De huidige klimaatzorgen geven extra argumenten voor een samengaan. Het achterelkaar aanrijden van legers bezorgers voor zowel bestel- als busstukken is een belasting voor het milieu. Met de verzending van de bekende ‘fear of missing out’ mailings van de Postcodeloterij gaan hele bossen ten onder, om over de huis-aan-huisfolders maar te zwijgen.
Begin 2014 sprak ik voor het eerst met de Autoriteit Consument en Markt over de noodzaak van het samengaan van PostNL en Sandd. Het was toen al geen vraag meer óf deze fusie plaats zou vinden, maar wanneer. In datzelfde jaar startten de overnamegesprekken met PostNL. Het onderhandelingsresultaat dat daaruit voortkwam, is daarna nauwelijks meer aangepast. In de nazomer van 2015 waren de partijen er feitelijk uit. Het samenvoegen van de bedrijven zou, mede vanwege het personele verloop, eenvoudig zijn; de fusie moest nog wel uitgelegd worden aan de politiek en vakbonden.

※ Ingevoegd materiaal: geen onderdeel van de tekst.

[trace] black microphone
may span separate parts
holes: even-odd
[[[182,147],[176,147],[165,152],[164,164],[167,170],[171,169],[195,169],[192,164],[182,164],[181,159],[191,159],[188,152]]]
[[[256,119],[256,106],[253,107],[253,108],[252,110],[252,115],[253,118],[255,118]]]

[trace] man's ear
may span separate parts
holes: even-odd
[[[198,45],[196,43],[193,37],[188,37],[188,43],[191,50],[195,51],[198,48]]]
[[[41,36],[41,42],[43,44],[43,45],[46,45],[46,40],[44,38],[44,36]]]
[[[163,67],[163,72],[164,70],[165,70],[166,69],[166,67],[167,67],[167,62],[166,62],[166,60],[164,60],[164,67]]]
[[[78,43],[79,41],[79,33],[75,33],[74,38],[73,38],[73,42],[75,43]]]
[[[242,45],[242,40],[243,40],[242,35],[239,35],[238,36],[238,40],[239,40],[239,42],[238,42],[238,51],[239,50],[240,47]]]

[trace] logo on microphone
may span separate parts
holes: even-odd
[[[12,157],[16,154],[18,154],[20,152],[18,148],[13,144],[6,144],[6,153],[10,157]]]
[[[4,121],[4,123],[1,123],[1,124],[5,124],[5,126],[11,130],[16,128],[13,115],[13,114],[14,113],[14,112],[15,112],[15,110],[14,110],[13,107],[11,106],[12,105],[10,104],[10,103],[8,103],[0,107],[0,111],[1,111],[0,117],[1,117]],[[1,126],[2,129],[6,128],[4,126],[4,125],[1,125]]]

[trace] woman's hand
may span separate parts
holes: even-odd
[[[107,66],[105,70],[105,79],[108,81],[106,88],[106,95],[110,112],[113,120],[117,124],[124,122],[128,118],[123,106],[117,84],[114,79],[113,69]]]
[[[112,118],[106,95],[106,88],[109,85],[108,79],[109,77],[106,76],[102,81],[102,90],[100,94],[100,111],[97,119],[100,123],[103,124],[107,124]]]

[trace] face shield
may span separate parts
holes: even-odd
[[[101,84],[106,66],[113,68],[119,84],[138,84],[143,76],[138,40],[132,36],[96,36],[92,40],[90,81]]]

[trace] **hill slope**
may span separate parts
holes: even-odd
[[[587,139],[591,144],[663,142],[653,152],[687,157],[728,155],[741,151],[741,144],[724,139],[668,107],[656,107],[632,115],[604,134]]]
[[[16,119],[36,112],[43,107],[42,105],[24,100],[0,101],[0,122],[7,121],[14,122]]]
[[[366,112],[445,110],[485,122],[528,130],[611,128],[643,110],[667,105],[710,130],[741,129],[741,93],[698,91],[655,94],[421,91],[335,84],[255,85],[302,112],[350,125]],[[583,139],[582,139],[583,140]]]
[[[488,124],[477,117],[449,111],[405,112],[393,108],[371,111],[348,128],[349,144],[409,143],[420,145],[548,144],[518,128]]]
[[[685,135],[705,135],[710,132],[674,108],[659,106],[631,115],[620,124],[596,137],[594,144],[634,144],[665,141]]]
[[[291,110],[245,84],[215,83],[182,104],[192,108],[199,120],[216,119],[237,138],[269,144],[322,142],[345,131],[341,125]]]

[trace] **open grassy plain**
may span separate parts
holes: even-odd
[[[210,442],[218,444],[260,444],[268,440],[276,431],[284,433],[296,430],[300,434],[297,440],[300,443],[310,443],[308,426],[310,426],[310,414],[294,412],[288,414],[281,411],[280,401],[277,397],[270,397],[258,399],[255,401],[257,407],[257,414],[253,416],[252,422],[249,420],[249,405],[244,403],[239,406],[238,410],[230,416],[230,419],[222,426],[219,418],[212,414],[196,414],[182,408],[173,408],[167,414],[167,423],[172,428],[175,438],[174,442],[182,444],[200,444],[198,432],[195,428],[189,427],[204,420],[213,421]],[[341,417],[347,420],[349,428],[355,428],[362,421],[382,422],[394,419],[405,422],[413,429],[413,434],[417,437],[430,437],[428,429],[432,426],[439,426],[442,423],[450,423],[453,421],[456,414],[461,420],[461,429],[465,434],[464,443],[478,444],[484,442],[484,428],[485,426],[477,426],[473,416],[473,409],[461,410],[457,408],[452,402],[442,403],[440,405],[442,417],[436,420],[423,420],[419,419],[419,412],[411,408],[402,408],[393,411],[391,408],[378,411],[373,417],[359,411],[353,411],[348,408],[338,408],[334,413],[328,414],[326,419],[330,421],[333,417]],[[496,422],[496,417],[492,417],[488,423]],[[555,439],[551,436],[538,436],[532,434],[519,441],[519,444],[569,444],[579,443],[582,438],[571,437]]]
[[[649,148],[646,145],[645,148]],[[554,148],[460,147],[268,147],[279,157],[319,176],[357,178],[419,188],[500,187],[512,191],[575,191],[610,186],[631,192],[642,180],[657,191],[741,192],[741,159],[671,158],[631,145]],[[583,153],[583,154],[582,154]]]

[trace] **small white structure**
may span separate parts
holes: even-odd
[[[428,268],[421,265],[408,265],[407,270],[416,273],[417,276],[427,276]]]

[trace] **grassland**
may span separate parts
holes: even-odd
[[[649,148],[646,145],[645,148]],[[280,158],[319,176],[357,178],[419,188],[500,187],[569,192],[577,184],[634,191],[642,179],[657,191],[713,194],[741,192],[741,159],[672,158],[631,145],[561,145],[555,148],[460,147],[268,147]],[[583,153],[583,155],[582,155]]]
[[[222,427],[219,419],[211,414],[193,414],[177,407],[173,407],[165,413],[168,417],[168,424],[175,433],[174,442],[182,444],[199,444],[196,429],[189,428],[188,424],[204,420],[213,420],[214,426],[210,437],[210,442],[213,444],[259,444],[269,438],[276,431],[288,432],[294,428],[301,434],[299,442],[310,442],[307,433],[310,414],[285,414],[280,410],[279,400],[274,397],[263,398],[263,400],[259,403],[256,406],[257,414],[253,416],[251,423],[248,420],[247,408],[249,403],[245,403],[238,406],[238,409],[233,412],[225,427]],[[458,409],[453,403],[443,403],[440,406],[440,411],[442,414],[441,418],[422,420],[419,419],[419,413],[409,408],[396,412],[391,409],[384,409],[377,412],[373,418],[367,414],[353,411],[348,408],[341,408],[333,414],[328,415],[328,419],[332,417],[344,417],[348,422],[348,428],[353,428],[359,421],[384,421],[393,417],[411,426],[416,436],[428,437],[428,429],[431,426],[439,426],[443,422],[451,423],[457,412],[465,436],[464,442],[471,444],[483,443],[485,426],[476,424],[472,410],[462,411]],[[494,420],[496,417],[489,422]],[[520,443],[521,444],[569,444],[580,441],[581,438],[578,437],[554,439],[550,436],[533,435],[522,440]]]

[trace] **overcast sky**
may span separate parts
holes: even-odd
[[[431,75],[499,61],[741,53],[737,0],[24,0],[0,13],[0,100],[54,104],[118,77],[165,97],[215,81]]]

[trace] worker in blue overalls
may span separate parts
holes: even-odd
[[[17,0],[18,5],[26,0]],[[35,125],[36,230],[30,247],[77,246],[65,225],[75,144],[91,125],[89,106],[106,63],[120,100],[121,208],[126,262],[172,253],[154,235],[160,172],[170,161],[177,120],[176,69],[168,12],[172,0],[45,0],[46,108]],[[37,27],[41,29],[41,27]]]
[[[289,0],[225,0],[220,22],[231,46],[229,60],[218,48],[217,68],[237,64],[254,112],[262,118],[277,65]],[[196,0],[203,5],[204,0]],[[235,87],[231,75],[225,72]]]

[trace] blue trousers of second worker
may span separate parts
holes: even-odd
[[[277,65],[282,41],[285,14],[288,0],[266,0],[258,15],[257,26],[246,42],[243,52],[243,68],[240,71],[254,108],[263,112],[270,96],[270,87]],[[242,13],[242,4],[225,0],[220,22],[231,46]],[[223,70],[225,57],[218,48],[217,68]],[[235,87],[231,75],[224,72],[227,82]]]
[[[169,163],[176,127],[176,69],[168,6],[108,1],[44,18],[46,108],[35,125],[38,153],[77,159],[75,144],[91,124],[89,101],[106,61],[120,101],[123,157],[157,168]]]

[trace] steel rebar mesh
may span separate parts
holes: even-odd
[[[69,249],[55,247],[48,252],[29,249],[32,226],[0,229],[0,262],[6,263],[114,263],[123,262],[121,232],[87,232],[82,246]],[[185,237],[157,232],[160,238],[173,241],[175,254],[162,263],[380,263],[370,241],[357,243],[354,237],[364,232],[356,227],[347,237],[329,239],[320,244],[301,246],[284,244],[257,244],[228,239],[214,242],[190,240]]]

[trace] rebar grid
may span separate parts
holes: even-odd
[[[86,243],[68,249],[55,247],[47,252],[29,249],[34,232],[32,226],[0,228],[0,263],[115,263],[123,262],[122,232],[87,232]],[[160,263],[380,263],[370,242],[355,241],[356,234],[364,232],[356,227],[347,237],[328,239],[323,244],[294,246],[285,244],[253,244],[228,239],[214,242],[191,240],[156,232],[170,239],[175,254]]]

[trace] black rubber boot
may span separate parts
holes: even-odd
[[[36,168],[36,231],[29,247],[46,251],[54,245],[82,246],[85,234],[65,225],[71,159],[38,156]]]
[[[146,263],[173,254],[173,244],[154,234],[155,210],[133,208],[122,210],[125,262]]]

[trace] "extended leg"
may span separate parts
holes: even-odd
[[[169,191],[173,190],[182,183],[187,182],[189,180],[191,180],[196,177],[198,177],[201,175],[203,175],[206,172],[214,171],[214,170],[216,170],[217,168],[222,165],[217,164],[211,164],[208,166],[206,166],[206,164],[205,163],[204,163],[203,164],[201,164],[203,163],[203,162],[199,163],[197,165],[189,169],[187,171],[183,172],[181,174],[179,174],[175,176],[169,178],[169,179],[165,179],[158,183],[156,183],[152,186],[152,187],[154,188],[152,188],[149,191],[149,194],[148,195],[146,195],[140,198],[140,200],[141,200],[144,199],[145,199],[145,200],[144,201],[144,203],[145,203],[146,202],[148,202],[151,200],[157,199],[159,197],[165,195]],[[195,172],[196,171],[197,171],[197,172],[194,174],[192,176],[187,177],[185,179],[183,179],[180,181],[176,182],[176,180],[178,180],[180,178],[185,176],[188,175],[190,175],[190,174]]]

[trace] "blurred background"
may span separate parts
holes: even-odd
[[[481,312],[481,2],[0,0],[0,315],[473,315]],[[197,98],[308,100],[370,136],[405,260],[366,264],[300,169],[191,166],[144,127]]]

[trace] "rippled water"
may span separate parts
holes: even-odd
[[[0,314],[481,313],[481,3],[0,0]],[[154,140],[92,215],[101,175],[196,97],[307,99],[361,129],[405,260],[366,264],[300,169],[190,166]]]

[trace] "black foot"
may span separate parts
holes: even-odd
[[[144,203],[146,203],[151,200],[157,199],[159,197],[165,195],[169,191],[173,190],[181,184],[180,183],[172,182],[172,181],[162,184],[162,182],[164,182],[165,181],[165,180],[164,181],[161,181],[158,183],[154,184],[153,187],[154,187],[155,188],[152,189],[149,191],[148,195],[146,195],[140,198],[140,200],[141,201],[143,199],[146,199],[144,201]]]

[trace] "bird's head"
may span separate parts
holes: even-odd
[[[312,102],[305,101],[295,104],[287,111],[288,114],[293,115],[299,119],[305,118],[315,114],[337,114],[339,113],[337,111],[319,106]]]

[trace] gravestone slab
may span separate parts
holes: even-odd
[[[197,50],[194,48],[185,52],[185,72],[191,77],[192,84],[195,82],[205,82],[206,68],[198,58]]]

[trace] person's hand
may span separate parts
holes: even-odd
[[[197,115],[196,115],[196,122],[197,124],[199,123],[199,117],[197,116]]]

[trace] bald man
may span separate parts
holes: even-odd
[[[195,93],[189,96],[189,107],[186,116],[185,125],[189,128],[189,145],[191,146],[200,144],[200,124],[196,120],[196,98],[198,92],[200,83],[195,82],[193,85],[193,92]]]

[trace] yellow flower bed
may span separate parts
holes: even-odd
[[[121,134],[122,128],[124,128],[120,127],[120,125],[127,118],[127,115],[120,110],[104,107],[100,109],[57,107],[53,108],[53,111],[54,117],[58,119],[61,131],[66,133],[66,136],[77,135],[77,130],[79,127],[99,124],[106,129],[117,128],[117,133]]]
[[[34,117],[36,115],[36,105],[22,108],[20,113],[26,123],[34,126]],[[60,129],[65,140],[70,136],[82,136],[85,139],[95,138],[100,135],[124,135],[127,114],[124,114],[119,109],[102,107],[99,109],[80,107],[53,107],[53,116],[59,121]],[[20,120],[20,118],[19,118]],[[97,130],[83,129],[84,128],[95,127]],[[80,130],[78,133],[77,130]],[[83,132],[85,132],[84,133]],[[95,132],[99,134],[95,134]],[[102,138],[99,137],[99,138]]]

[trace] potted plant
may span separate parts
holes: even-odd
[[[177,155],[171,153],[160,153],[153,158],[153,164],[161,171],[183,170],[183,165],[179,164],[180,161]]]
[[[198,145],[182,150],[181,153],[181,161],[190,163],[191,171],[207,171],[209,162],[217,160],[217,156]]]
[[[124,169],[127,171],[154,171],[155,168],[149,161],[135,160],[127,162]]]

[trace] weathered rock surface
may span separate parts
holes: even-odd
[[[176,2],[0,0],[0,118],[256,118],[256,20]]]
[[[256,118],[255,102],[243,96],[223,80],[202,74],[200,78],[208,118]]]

Door een strategisch moeilijk te volgen poging van de Belgische post om PostNL over te nemen, kwamen de fusieplannen tijdelijk tot stilstand. Maar omdat de markt steeds sneller kromp, groeide de druk op Sandd en PostNL om het proces zo snel mogelijk weer op te pakken. Sandd nam als tussenstap Van Straaten Post over en wist op die manier de dalende bedrijfsresultaten een boost te geven.
Kosten per item stijgen
Inmiddels is de zogeheten ‘dropdensity’, het getal dat het gemiddeld aantal tegelijk bezorgde brievenbusstukken weergeeft, onder de kritische grens gekomen. Daardoor zullen de kosten van de bezorging per item stijgen. De markt wordt te klein, de concurrentie te groot. Een fusie is de enige manier om de prijs en kwaliteit van postbezorging in stand te houden. Hoogleraren Maarten Pieter Schinkel en Sander Onderstal beweerden in deze krant dat de prijzen zullen stijgen (Voorkom een monopolie, de postzegel zal veel te duur worden, 3/4). Dat is in tegenspraak met de feiten. Bovendien houden ze geen rekening met vervanging van post. Alleen door samenvoeging zal de huidige dienstverlening weer voor enkele jaren tegen redelijke tarieven kunnen worden voortgezet.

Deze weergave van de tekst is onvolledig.